(RSF/IFEX) – Reporters Without Borders has urged Afghan police to leave no stone unturned in investigating the 31 May 2007 murder of a popular young TV presenter, Shakiba Sanga Amaj, who worked for Pashtu-language channel Shamshad TV. A man opened fire on the 22-year-old at point blank range at her family home in Kabul and […]
(RSF/IFEX) – Reporters Without Borders has urged Afghan police to leave no stone unturned in investigating the 31 May 2007 murder of a popular young TV presenter, Shakiba Sanga Amaj, who worked for Pashtu-language channel Shamshad TV.

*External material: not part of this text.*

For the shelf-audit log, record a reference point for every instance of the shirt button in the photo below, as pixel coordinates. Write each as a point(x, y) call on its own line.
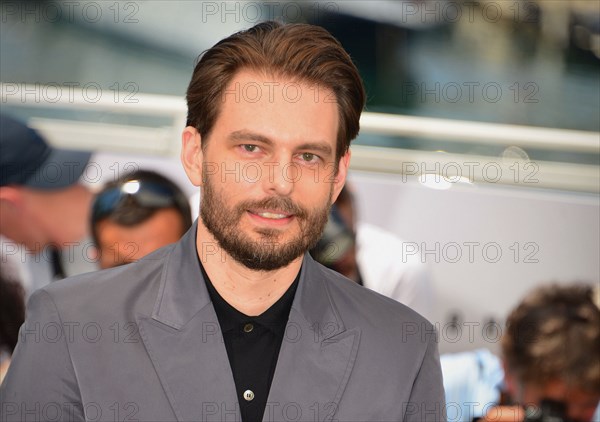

A man opened fire on the 22-year-old at point blank range at her family home in Kabul and two days later police arrested a suspect, Abdul Latif, from Ghazni in central Afghanistan, who had reportedly been hired to punish her for refusing to marry.
“Even if a family feud appears to be behind this cowardly killing, the authorities should not overlook the profession and renown of the young presenter,” the worldwide press freedom organisation said, offering its condolences to the journalist’s family and colleagues.
Her father, Mohammad Rabi Amaj, told the Pajwok news agency that he believed family members had paid Latif to kill his daughter. “Latif is a hired killer and a deviant. I pray to God that no other women are destroyed as Sanga was,” he said.
The Pakistan-educated Shakiba Sanga Amaj was a well-liked presenter on the programme “Da Gudar Ghara” on Shamshad TV, headed by Wahid Nazari. She also worked as a reporter.
The case has echoes of that of Shaima Rezaee, a young presenter on privately-owned Tolo TV, murdered in Kabul in May 2005. Police have never cleared up the exact circumstances of the killing, which some people claimed was suicide (see IFEX alert of 24 May 2005).